Libya’s premier under fire for reported role in normalisation with Israel

Libya’s internationally recognised prime minister has come under scrutiny for his reported role in attempting to normalise relations with Israel, analysts have said, with some calling for his dismissal.

Abdul Hamid Dbeibah, the head of the Tripoli-based Government of National Unity (GNU), sacked Foreign Minister Najla al-Mangoush after her meeting with her Israeli counterpart Eli Cohen in Rome last week was leaked to the media. She has since fled the country.On Sunday evening, a statement from the Israeli foreign ministry said al-Mangoush and Cohen had discussed ways to have “great relations” between their nations.

The meeting sparked protests Sunday night in Tripoli and other cities, with demonstrators blocking roads with burning tyres and waving Palestinian flags.

Libya’s rival parliament in the east, which rejects the GNU, said on Sunday it would hold hearings into the meeting while the Tripoli-based Presidency Council asked Dbeibah for clarification and the High State Council, another important body, condemned it.

Scapegoat?
Under a 1957 law in Libya, it is illegal to have formal relations with Israel. Analysts say al-Mangoush has taken the fall for decisions made by Libya’s rival leaders, linking the meeting with the United States’s efforts to pressure more Arab countries to normalise ties with Israel.

Libya expert Anas El Gomati of the Sadeq Institute said Dbeibah, his rival military strongman Khalifa Haftar and the eastern-based parliament that backs him “have used Libya’s first female foreign minister as the fall person for decisions they all partook in”.

“It’s not about politics, it’s blatant scapegoating,” El Gomati told AFP.Last January, Dbeibah met with US CIA director William Burns in Tripoli to discuss normalising relations with Israel, two Libyan officials told The Associated Press.
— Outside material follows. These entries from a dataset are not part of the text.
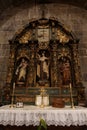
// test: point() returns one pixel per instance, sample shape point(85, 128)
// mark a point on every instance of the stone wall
point(14, 19)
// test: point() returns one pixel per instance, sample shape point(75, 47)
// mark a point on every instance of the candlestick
point(72, 102)
point(12, 98)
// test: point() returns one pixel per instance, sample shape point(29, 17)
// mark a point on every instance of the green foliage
point(42, 125)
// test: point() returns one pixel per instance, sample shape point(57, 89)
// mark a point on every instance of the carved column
point(11, 63)
point(31, 80)
point(54, 64)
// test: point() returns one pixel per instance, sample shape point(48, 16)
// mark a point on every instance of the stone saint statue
point(21, 70)
point(43, 68)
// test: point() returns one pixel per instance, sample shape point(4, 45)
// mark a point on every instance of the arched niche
point(50, 53)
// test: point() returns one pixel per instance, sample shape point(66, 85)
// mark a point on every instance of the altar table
point(31, 115)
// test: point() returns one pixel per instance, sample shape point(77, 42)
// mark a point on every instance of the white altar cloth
point(31, 115)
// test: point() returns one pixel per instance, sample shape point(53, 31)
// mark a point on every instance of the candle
point(46, 100)
point(38, 100)
point(70, 86)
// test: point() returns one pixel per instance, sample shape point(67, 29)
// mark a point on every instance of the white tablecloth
point(31, 115)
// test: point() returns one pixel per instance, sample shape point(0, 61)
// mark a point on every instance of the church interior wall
point(73, 18)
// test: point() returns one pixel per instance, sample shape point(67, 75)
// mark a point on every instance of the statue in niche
point(43, 67)
point(65, 72)
point(21, 71)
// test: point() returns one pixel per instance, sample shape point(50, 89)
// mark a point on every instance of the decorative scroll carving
point(26, 37)
point(62, 37)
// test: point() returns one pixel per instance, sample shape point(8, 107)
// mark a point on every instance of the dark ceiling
point(4, 4)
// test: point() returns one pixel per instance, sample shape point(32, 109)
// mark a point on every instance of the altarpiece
point(44, 54)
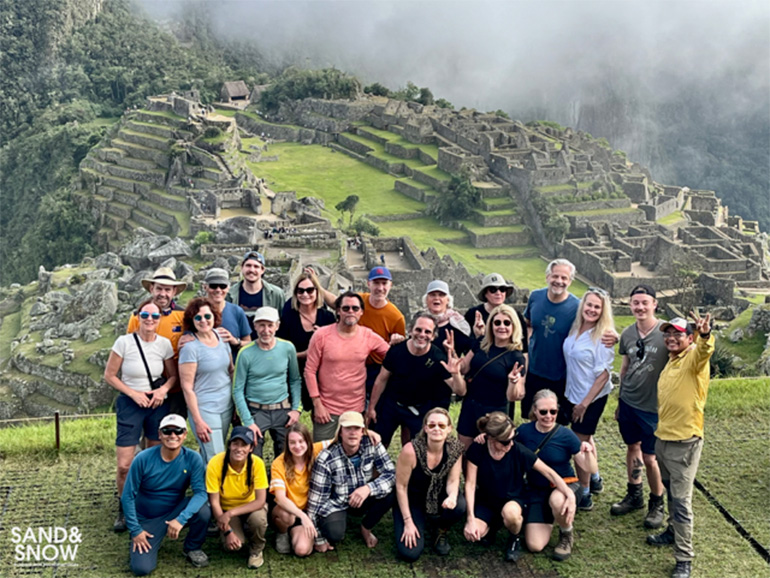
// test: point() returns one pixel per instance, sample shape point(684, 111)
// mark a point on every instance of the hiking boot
point(633, 500)
point(563, 549)
point(119, 525)
point(197, 558)
point(585, 503)
point(513, 549)
point(682, 570)
point(665, 538)
point(282, 543)
point(655, 513)
point(441, 545)
point(256, 561)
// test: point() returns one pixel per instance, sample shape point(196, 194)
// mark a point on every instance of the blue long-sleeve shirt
point(265, 377)
point(155, 488)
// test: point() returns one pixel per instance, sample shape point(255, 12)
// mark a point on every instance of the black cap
point(643, 290)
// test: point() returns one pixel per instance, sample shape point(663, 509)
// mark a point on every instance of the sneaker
point(283, 543)
point(513, 549)
point(585, 503)
point(633, 500)
point(441, 545)
point(256, 561)
point(665, 538)
point(682, 570)
point(655, 512)
point(563, 549)
point(197, 558)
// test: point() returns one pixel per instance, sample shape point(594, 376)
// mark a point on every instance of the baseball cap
point(380, 273)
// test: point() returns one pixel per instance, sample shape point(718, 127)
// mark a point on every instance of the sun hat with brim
point(494, 280)
point(679, 324)
point(164, 276)
point(174, 420)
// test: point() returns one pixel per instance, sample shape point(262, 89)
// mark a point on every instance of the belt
point(285, 404)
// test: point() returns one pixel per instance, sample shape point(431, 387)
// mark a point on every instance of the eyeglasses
point(640, 348)
point(441, 426)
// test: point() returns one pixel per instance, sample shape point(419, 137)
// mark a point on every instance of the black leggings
point(333, 526)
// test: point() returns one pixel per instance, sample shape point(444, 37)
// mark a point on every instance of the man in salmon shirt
point(335, 371)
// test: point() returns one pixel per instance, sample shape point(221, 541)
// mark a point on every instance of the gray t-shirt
point(639, 387)
point(212, 385)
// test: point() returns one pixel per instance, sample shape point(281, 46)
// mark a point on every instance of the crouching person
point(154, 500)
point(236, 482)
point(343, 481)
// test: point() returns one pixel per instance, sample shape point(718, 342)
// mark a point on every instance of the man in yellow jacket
point(682, 391)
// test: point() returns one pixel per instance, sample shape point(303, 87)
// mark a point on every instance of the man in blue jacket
point(154, 500)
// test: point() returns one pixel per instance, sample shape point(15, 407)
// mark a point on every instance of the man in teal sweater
point(266, 386)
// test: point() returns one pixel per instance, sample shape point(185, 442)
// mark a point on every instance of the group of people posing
point(242, 362)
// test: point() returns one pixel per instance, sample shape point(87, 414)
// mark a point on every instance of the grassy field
point(75, 488)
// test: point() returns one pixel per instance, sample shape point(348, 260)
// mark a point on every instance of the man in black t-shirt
point(416, 376)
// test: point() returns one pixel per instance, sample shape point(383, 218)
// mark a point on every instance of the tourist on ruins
point(644, 357)
point(556, 446)
point(236, 482)
point(266, 385)
point(335, 371)
point(439, 302)
point(495, 485)
point(550, 314)
point(301, 316)
point(682, 391)
point(141, 358)
point(163, 289)
point(416, 377)
point(205, 370)
point(155, 502)
point(494, 291)
point(494, 371)
point(235, 328)
point(428, 487)
point(253, 292)
point(589, 365)
point(353, 475)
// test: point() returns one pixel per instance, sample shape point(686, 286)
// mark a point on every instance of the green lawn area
point(316, 171)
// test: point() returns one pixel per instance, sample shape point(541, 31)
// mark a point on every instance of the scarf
point(453, 450)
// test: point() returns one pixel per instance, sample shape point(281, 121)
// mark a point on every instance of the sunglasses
point(639, 349)
point(441, 426)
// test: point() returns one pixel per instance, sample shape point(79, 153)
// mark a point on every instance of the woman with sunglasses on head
point(205, 370)
point(141, 358)
point(495, 489)
point(301, 316)
point(428, 487)
point(494, 371)
point(589, 364)
point(556, 446)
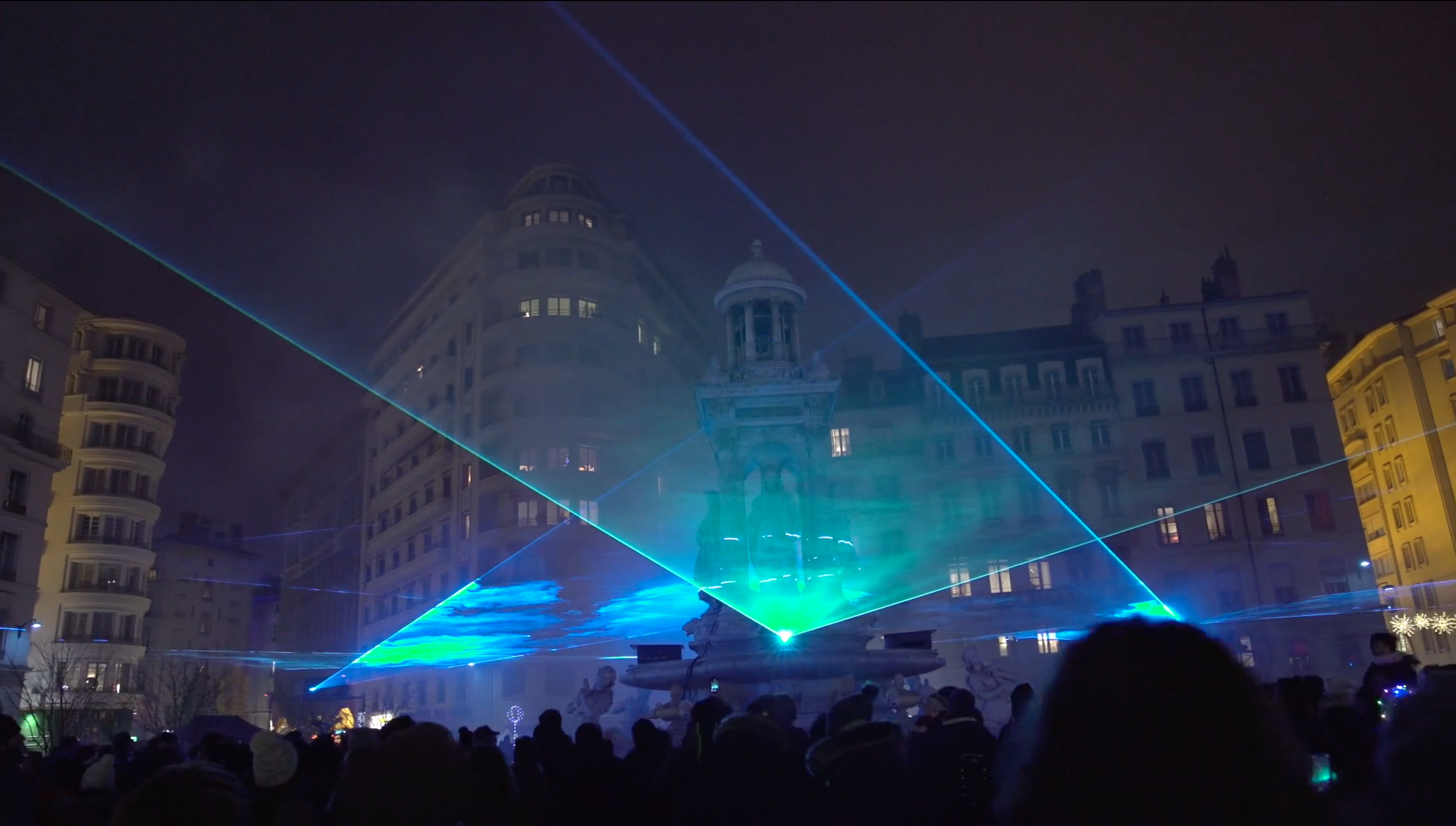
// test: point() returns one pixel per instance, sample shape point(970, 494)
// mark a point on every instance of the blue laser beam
point(257, 320)
point(748, 193)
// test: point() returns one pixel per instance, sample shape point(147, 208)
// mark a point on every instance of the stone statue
point(676, 713)
point(991, 684)
point(774, 531)
point(594, 701)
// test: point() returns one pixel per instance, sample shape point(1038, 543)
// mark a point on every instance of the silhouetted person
point(185, 796)
point(1388, 668)
point(1156, 720)
point(954, 759)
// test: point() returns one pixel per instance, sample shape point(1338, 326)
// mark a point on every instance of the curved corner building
point(117, 420)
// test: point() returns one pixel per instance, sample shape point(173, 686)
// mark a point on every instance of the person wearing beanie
point(101, 776)
point(276, 759)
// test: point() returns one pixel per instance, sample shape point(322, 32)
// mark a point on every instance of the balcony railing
point(116, 639)
point(124, 541)
point(22, 431)
point(107, 589)
point(1296, 335)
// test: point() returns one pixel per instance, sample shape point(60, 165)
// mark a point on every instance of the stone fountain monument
point(768, 419)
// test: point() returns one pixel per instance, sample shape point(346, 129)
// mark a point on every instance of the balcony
point(105, 589)
point(114, 640)
point(22, 431)
point(1298, 337)
point(121, 541)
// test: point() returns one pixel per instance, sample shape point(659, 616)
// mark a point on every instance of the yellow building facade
point(1395, 397)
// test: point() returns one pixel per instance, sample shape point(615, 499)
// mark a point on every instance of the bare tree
point(67, 692)
point(172, 691)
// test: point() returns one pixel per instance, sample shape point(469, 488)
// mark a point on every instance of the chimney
point(910, 331)
point(1090, 299)
point(1226, 277)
He gave initial approval for joining the US-brokered Abraham Accords but was concerned about public backlash in a country known for its support for the Palestinian cause, one of the officials said.Omar Turbi, a former adviser to Libya’s transitional government after the overthrow of Muammar Gaddafi, said: “Dbeibah needs to go and he knows that he’s been under pressure in the last couple of weeks.”

Dbeibah is “squarely responsible” for the meeting, Turbi said, adding that the PM had met with the Israeli Mossad even before speaking to Burns, and “continued to do so with frequency”.

“The US should have better sense than trying to normalise a relationship between Libya and Israel,” he told Al Jazeera, describing Libya as “dysfunctional”.